Constitutional Council to Hear Voter Registration Complaints

The Constitutional Council of Cambodia will today start hearing claims from the opposition CNRP that more than 2,400 non-citizens were recently added to the country’s voter rolls, days after the government’s National Election Committee threw out the same complaints.

The opposition claims that 2,441 people were added to the rolls during the government’s latest registration drive, which ended in November, despite lacking proper citizenship papers. The CNRP admits that it has not investigated their citizenship records, basing its claims largely on the individuals’ alleged lack of Khmer language fluency.

National Election Committee member Em Sophat, center, speaks at a press conference in Phnom Penh on the last day of voter registrations. Election officials said that 81 percent of eligible voters had enrolled for next year’s commune elections, and that 97 formal complaints had been lodged with the body during the three-month registration period last year. (Siv Channa/The Cambodia Daily)

A statement on the Constitutional Council’s website says it will hear the complaints from today through Wednesday.

On Friday, the spokesman for the election committee, Hang Puthea, said his body had already rejected all of the CNRP’s complaints, seen by some as the latest example of the populist anti-Vietnamese tactics often employed by the opposition.
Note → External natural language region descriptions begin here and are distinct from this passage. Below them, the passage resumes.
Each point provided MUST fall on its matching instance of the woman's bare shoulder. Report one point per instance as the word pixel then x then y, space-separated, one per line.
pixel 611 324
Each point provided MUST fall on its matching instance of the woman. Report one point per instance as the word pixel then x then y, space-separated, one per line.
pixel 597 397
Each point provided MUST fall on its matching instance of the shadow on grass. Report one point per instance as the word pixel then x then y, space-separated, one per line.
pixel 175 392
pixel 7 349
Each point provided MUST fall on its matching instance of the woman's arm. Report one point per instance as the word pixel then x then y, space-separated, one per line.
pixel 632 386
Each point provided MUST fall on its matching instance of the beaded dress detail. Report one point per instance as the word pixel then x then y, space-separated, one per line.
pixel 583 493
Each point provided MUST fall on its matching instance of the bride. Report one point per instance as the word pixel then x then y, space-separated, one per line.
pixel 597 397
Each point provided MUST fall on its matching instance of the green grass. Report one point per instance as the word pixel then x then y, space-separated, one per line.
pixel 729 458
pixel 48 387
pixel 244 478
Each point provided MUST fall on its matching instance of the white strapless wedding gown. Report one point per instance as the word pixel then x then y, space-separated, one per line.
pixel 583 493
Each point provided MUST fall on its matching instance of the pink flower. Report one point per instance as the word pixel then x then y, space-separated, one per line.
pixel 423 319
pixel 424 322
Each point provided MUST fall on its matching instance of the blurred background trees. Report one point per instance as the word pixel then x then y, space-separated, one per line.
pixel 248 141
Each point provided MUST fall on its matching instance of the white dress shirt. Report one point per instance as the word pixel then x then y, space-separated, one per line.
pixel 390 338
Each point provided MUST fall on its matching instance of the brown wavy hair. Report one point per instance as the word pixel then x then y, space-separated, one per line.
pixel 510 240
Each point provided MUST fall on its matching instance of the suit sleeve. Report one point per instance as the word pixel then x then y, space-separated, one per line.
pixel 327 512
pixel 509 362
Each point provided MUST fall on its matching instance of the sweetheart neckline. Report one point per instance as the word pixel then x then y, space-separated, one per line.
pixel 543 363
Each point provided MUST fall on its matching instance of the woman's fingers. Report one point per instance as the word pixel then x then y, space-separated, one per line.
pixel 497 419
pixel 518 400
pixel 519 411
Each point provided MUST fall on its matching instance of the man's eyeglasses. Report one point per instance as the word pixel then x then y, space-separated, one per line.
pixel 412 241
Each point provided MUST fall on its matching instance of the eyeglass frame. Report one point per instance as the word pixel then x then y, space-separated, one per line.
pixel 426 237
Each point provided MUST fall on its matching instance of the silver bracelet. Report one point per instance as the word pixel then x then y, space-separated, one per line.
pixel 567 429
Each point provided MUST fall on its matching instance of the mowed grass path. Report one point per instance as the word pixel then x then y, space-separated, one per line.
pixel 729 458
“We’ve decided to keep those names on the lists,” Mr. Puthea said. “There is no legitimate evidence at all.”

During the committee’s investigation, the opposition’s lawyers could not provide evidence to back up their claims, resorting only to accusations about the registrants’ alleged Vietnamese heritage, Mr. Puthea said.

“They were just claiming that they were Vietnamese nationals who always go to Vietnam on Vietnamese New Year and just speak the Yuon language at home,” he said, using a sometimes derogatory term for Vietnamese.

“For instance, some speak the Khmer language with an unclear accent; this could not be used for legitimate consideration,” he added.

Contacted again on Sunday, Mr. Puthea repeated that the people the opposition had complained about had the necessary government-issued identity cards to register. Whether they had the citizenship documents needed to legally obtain those cards, he added, was beyond the election committee’s purview.

Meng Sopheary, a lawyer and head of election and legislative affairs for the CNRP, has argued that the legitimacy of identity cards must also be probed to ensure clean electoral rolls.